New York Stock Exchange

Der aktuelle Börsenzyklus ist schon ein Außergewöhnlicher, nicht einmal die schnellste und kürzeste Rezession in der Börsengeschichte konnte den Zyklus, der im März 2009 begann, ausbremsen. Über 1259 Prozent Kursanstieg im Nasdaq und 598 Prozent beim marktbreiten S&P 500 stehen seither zu Buche. Das Verhältnis der Bewertung der Aktienmärkte zum Bruttoinlandsprodukt der USA, aber auch bei der gesamten globalen Wirtschaft hat schon in den letzten Jahren eine noch nie erreichte Dimension erreicht. Der Hauptgrund schlechthin für die Superhausse ist natürlich das Niveau der künstlich tief gehaltenen Zinsen, die stets als Korrektiv für die Anlage bei einem exzessiv gestiegenen Aktienniveau gewesen sind. Unser gesamtes Vorsorgesystem basiert prinzipiell auf der Erzielung von Rendite, und damit haben die Notenbanken einen wesentlichen Einfluss auf die Welt der Investoren genommen. 39 Jahre fallende Zinsen (Chart von Adisor Perspectives) sind zu Ende gegangen. Seit gut einem Jahr vollziehen die Kapitalmarktzinsen eine Bodenbildung.

Grafik zeigt US-Anleiherenditen auf lange Sicht

Die konzertierten Aktionen von Regierungen und Notenbanken zur Eindämmung der Corona-Krise haben einen lange tot geglaubten Feind der Anlage – die Inflation – geweckt. Die Relationen zwischen den beiden großen Anlageklassen werden sich verändern müssen. Trotzdem besteht auch aktuell das ewige Timing-Problem an den Märkten. Sich gegen eine Hausse zu positionieren war historisch stets ein sehr riskantes Unterfangen. Aus eigener Erfahrung weiß ich: Auch wenn man in der Beurteilung der Marktsituation richtig liegt, der Faktor Zeit mit seinen Opportunitätskosten am Markt kann die Rendite killen.

Aktienmärkte shorten, ein Kampf gegen die Uhr

Wer als älterer Börsianer in diesen 40 Jahren am Aktienmarkt investiert war und ist (vorwiegend im S&P 500), dies gilt analog aber auch für andere Länder), der wird gerade einmal sieben Jahre erlebt haben, an denen die Kurse zum Jahresende im Minus lagen.
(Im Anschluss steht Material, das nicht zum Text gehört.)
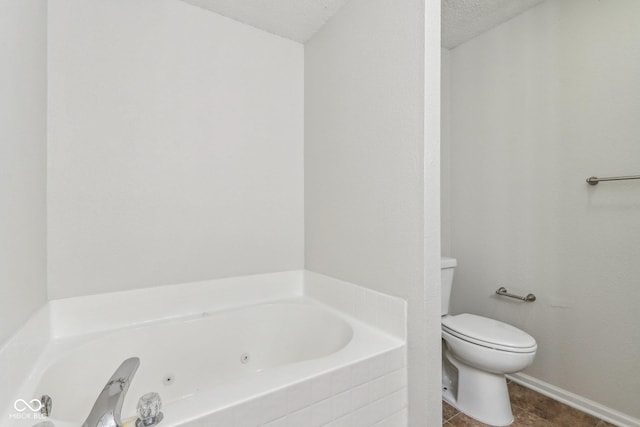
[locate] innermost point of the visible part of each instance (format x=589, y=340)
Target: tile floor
x=530, y=409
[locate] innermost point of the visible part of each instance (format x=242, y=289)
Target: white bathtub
x=291, y=362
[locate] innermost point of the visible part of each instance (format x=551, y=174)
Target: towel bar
x=594, y=180
x=503, y=292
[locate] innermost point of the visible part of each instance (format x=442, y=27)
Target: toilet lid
x=489, y=333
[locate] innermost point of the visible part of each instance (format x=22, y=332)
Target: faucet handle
x=149, y=413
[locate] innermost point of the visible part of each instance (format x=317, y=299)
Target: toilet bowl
x=477, y=353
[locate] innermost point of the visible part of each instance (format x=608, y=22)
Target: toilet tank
x=447, y=266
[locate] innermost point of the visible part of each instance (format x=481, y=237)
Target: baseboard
x=575, y=401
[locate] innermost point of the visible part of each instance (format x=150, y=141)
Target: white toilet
x=477, y=353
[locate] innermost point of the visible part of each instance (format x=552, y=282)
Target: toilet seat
x=489, y=333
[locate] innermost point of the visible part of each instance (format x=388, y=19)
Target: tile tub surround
x=529, y=409
x=367, y=390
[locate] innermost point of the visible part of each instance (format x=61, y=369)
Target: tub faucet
x=106, y=410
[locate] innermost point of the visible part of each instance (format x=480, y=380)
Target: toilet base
x=479, y=394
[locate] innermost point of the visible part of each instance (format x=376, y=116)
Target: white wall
x=539, y=104
x=175, y=147
x=23, y=127
x=364, y=168
x=445, y=158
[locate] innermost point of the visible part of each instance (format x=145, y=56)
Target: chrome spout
x=106, y=411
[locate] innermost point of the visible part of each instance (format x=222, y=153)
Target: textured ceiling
x=293, y=19
x=464, y=19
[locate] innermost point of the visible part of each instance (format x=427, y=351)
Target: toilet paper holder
x=503, y=292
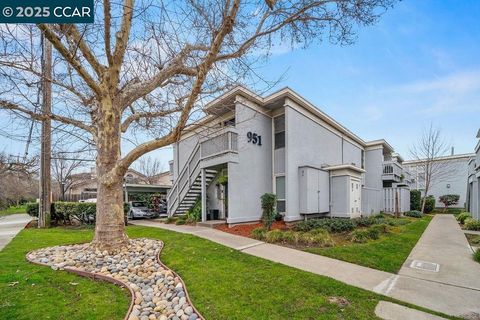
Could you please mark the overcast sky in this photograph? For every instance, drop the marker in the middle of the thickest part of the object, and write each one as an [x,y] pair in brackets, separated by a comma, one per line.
[419,65]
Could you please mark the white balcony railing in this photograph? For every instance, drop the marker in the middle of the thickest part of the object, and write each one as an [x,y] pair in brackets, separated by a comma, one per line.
[392,169]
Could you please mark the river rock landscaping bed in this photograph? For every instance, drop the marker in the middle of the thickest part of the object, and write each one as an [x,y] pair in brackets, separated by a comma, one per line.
[157,292]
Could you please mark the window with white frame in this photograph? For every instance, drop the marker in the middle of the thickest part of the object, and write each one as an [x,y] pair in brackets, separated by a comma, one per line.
[280,192]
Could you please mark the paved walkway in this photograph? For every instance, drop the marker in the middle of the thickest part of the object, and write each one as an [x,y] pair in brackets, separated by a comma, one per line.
[11,225]
[419,288]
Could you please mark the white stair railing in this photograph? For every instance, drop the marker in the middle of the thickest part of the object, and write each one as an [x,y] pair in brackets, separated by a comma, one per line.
[225,141]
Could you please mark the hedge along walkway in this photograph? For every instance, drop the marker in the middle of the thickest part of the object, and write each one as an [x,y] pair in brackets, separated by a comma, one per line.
[445,298]
[156,291]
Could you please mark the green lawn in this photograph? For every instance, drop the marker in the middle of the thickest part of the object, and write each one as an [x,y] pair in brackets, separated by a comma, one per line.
[387,253]
[223,283]
[13,210]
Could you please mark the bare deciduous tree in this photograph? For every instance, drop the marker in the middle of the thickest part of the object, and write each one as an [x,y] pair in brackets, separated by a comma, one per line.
[63,166]
[150,167]
[143,68]
[428,152]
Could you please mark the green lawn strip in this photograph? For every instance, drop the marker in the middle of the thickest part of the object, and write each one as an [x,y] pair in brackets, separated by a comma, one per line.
[387,253]
[13,210]
[223,283]
[227,284]
[42,293]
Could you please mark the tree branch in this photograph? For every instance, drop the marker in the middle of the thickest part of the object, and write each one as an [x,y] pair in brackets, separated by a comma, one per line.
[56,42]
[71,31]
[42,117]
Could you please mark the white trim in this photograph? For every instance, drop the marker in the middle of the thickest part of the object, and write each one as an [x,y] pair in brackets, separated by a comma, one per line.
[294,106]
[292,218]
[442,158]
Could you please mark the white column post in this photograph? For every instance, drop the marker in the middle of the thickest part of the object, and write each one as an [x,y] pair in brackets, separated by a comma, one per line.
[204,195]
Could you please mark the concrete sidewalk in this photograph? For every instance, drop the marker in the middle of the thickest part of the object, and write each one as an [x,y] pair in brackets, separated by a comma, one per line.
[11,225]
[444,243]
[435,295]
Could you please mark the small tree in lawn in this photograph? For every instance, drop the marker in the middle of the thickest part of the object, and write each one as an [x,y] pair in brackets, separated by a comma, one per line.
[449,200]
[428,152]
[268,209]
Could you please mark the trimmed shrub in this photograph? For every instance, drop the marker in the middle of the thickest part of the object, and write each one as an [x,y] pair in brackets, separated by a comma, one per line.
[472,224]
[259,233]
[359,236]
[476,255]
[65,212]
[318,237]
[181,221]
[415,200]
[274,236]
[334,225]
[463,216]
[382,228]
[429,204]
[366,221]
[195,213]
[413,214]
[291,237]
[171,220]
[269,201]
[449,200]
[363,235]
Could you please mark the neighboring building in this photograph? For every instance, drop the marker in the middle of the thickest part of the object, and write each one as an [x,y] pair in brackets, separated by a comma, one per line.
[249,145]
[84,185]
[473,183]
[451,180]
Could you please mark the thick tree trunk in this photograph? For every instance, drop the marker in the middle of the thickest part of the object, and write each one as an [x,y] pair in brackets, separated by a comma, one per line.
[110,224]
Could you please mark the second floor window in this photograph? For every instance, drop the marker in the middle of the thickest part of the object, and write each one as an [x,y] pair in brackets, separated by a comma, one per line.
[279,127]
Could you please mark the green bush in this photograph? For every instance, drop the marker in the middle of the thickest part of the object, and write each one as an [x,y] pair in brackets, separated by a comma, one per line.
[171,220]
[65,212]
[259,233]
[181,221]
[429,204]
[366,221]
[382,228]
[415,200]
[359,236]
[413,214]
[476,255]
[373,233]
[463,216]
[449,200]
[472,224]
[32,209]
[363,235]
[269,201]
[317,237]
[274,236]
[291,237]
[195,213]
[335,225]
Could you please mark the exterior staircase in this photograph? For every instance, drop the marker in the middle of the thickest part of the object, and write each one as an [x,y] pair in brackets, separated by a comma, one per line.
[195,192]
[206,154]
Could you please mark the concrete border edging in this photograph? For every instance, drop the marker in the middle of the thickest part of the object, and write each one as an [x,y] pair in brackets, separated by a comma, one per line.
[100,277]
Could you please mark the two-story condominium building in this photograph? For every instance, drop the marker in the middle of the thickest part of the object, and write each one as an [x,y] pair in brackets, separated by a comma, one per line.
[249,145]
[473,183]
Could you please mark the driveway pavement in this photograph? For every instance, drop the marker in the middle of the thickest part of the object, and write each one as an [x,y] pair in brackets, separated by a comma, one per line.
[11,225]
[452,290]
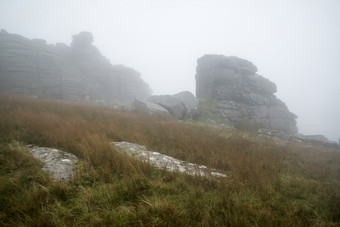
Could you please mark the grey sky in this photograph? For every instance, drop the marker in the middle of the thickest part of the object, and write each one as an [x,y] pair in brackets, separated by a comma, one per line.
[294,43]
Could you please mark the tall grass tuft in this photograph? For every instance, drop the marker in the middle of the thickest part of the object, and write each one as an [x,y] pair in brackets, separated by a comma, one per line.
[269,183]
Auch wenn die im Jahresverlauf aufgelaufenen Meldungen aus der Wirtschaft etwas ganz anderes nahegelegt hätten.

Tweet von Charlie Bilello

Große Rückschläge gab es während der Ölkrise in den 1970ern, nach der Internetblase und während der Finanzkrise. Die Aktienmärkte verteilen „vereinfacht ausgedrückt“ die Kapitalkosten der Unternehmen an die Investoren, und diese werden am langfristigen Wirtschaftswachstum beteiligt. Nur dadurch entsteht Rendite und die Weltwirtschaft wächst nun einmal zumeist – mit Ausnahme der großen Depression in den 1930-ern, auch im Zusammenhang mit den beiden Weltkriegen. Dennoch entstehen in den Wachstumszyklen immer Exzesse, „der Kapitalismus neigt in periodischen Abständen zum Ausbruch des Wahnsinns“, die regelmäßig schmerzhaft korrigiert werden. Nicht vorhersehbar, aber schlussendlich setzt sich dann immer wieder das Wachstum durch , wie folgende Meilensteine bei der Entwicklung des Weltleitindex S&P 500 zeigen.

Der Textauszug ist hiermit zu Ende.